In an effort to preserve a historical Roxborough Victorian home, residents created an online petition aimed at changing a developer's mind or persuading a judge.
Residents have rallied around the Bunting House at 5901 Ridge Ave., which has received city permission for demolition after Sept. 27. In addition to contacting city, state and neighborhood officials, residents launched an online petition aimed at persuading Anthony and Frank Giovannone to switch plans and not turn the Victorian home into a vacant lot.
Since Michele Greenlee, a former tenant who talked to Patch Thursday, created the Change.org page, more than 265 supporters digitally signed the petition.
Dr. Ross Bunting served as the property's namesake for his work as a trustee of the Roxborough Home for Indigent Women, according to The Roxborough Review. The home is believed to have been constructed in the 1880s, and has served many roles, most recently served as the offices for Erb Law Firm and rental apartments.
Greenlee's fiance, Mitchell Karp, and other tenants, including the Erb Law Firm, moved out of the property over the summer, telling Patch they thought a renovation was scheduled.
However, Giovannone Construction Inc. received demolition permits from the Department of License and Inspections. Although a request for comment has not been returned, the company told Joshua Cohen, staff member for Councilman Curtis Jones, Jr., that the building is structurally unsound and the company lacks the funds to fix it up. Only plans for a vacant lot have been shared.
After neighbors learned the news, they've encouraged other residents to reach out to Jones, state Rep. Pam DeLissio, state Sen. Shirley Kitchen, the Roxborough Development Corporation and the Central Roxborough Civic Association.
CRCA President Ed Hothman said Sunday he backed the neighbors.
"The whole community seems to be against the demolition of this building. I sent an email to the owner letting him know. I also contacted the councilman's office," he said.
Roxborough Development Corporation Executive Director Bernard Guet declined to comment Monday, as ongoing talks were underway.
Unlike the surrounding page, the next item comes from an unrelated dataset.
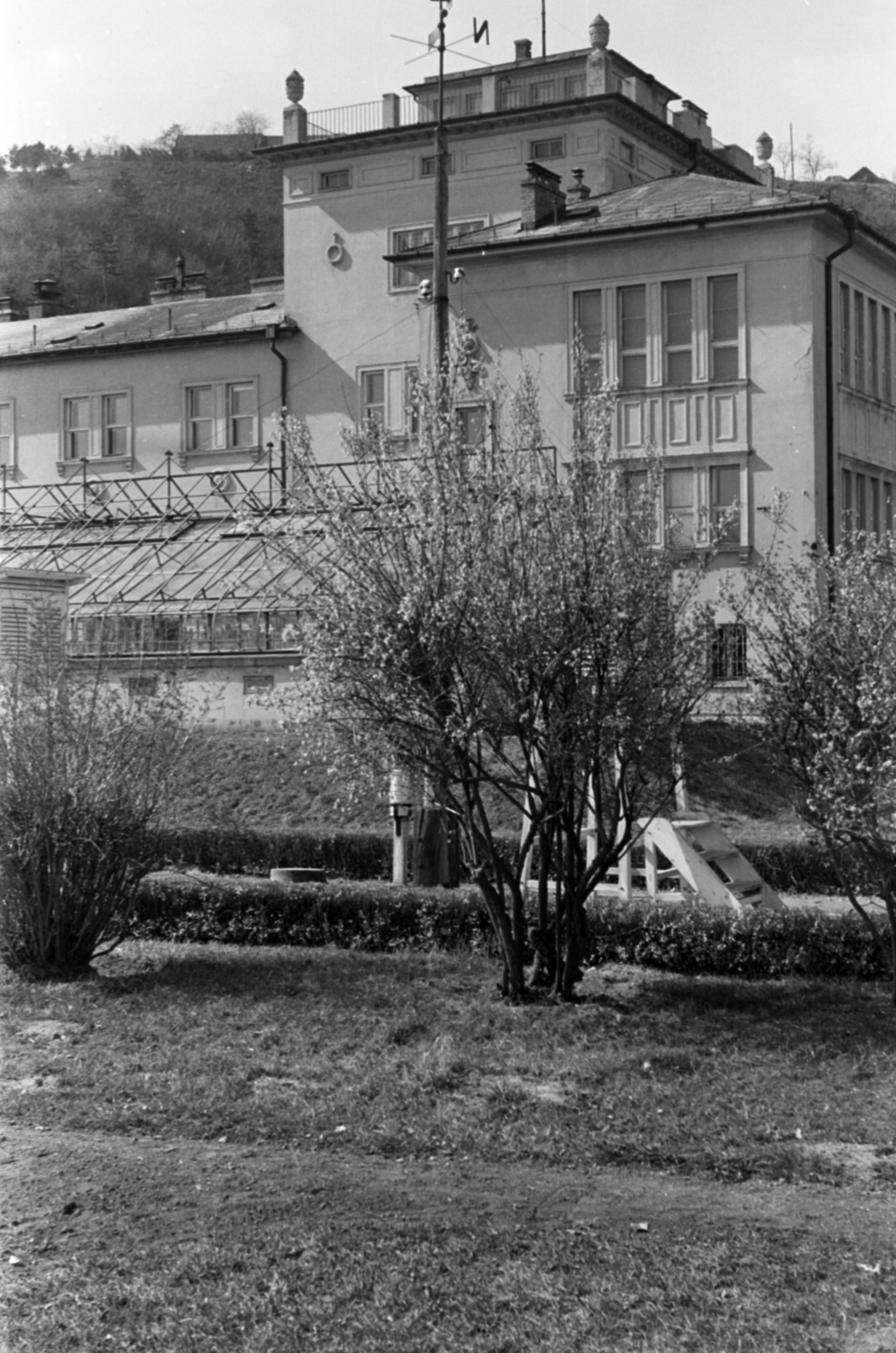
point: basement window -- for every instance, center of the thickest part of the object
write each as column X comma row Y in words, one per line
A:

He promised to followup on Tuesday.
Cohen, who previously was working with the city to determine if an court injunction was possible, similarly was dealing with the issue Monday.
Additionally, residents retained attorney Hal Schirmer, who also represents the Wissahickon Interested Citizens Association and the ManayunkNeighborhood Council.
Resident Jeff Allegretti, who said Schirmer's legal advice was sought, said the neighbors planned to: appeal the demo permits to the L & I Board of License Issuance Review and request a stay of action pending appeal; follow up with the Philadelphia Zoning Board of Adjustment for "appeals of the zoning and use permits and the failure to submit the plan for" registered community organization review; and take court action, if necessary.
On Sunday, Schirmer said in an email he wouldn't discuss his specific plan but spoke out against the demolition plan.
"This demolition is vigorously opposed by all of the relevant RCOs. The only possible reason for tearing down all of the existing buildings to create one huge vacant lot," he wrote. "Any project large enough to use the huge vacant lot will need to be reviewed by the RCOs who opposed demolition in the first place. Seems short sighted to insult the people who you want to review your project."